Canada’s climate report card is in, and it’s nothing to be proud of. A new analysis from the Canadian Climate Institute shows that the country’s greenhouse gas emissions held steady at 694 million tonnes in 2024 the same as 2023. That’s the equivalent of what 146 million gas-powered cars spew out in a year. For a nation that once branded itself as a climate leader, this flatline is a flashing red warning light.
The math is brutal. Canada has pledged to cut emissions 40 to 45 percent below 2005 levels by 2030. Today, we’re only about 8.5 percent below that benchmark. Hitting the target would mean reducing emissions by roughly 40 million tonnes every year between now and 2030. The Climate Institute calls that “impossible,” and they’re right. We’ve squandered the time when “ambitious but doable” was still on the table.

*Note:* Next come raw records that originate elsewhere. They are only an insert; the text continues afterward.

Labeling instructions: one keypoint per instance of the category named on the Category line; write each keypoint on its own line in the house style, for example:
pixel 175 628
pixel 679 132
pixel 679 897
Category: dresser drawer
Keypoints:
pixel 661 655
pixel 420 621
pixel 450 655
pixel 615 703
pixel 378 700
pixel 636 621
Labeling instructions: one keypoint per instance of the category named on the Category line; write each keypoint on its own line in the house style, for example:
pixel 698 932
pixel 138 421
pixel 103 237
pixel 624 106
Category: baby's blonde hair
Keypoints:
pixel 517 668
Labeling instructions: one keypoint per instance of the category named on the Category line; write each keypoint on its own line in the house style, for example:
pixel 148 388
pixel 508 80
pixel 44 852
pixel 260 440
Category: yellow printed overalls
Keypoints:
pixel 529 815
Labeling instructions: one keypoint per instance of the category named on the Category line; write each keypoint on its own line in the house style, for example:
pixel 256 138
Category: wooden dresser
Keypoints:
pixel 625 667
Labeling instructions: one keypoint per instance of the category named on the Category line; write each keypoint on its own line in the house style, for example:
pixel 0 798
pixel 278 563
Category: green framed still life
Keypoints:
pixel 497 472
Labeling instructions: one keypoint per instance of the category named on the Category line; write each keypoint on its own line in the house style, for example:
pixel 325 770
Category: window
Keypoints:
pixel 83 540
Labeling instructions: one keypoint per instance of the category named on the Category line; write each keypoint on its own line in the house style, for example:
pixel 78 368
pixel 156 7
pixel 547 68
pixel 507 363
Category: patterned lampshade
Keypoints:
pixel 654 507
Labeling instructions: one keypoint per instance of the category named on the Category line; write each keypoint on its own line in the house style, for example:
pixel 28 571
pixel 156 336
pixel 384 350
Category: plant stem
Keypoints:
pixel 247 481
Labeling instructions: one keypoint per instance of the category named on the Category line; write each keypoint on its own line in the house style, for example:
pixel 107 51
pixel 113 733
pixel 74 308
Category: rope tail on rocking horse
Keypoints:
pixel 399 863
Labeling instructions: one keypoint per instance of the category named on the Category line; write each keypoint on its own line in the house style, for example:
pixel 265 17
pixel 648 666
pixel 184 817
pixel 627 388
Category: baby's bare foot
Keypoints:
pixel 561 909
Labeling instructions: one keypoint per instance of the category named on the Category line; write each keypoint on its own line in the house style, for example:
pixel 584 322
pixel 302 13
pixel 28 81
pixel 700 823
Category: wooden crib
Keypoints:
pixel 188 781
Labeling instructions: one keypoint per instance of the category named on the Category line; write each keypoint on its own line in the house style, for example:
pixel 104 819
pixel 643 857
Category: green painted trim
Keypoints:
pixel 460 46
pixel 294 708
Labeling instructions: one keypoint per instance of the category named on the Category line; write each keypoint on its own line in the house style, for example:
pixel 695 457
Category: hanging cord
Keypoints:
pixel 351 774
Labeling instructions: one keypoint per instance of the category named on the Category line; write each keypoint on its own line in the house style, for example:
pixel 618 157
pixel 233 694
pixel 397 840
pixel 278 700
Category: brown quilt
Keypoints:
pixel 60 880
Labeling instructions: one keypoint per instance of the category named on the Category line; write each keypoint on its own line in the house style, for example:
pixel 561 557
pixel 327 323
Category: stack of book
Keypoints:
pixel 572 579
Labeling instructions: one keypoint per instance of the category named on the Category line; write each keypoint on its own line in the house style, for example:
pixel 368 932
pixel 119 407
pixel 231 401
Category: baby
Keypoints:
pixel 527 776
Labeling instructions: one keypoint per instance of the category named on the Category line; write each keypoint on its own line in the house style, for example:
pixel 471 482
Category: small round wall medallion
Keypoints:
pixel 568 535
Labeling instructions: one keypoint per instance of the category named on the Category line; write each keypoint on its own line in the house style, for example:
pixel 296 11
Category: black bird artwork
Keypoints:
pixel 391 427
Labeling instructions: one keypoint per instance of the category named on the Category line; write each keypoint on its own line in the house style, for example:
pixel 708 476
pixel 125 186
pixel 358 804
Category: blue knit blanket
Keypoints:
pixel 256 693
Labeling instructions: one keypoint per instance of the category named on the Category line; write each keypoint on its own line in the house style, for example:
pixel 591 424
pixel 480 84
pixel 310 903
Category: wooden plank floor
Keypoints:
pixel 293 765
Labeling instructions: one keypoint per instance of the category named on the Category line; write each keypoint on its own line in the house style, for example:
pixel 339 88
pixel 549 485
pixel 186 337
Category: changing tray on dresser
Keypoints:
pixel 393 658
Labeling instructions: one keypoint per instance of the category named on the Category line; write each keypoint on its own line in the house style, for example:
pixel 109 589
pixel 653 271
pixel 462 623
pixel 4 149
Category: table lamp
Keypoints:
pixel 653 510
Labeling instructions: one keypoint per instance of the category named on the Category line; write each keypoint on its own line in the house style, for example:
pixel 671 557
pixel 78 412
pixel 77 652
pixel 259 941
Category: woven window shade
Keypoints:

The problem isn’t just technical it’s political. Emissions from electricity generation and heavy industry have ticked downward, but those modest gains are wiped out by the oil and gas sector, which grew nearly 2 percent last year and now accounts for nearly a third of Canada’s total. Meanwhile, federal and provincial leaders are pulling in the opposite direction of progress. Prime Minister Mark Carney’s government has repealed the consumer carbon price and paused the electric-vehicle mandate. Saskatchewan is clinging to coal, and Alberta plans to freeze its industrial carbon price in 2026. These aren’t tweaks; they’re retreats.
Canada is already the worst performer in the G7 on emissions reductions, and this backsliding cements that reputation. When the federal environment commissioner warned last year that we were on track to miss our 2030 target, it wasn’t a scare tactic it was a forecast. Now it’s reality. Researchers say Canada might manage a 20–25 percent cut by 2030 if everything breaks our way. That’s nowhere near the promise we made.
The government insists it still aims for net-zero by 2050. But net-zero three decades from now is meaningless if we can’t meet the first milestone just five years away. Every year of delay makes the later work exponentially harder and more expensive.
Climate action requires consistency, not a patchwork of short-term economic calculations and halfhearted policies. Canada can still chart a credible path, but only if leaders stop treating emissions cuts as a nice-to-have and start treating them as the national priority they are. Until then, our lofty climate promises remain just that promises, fading into the exhaust.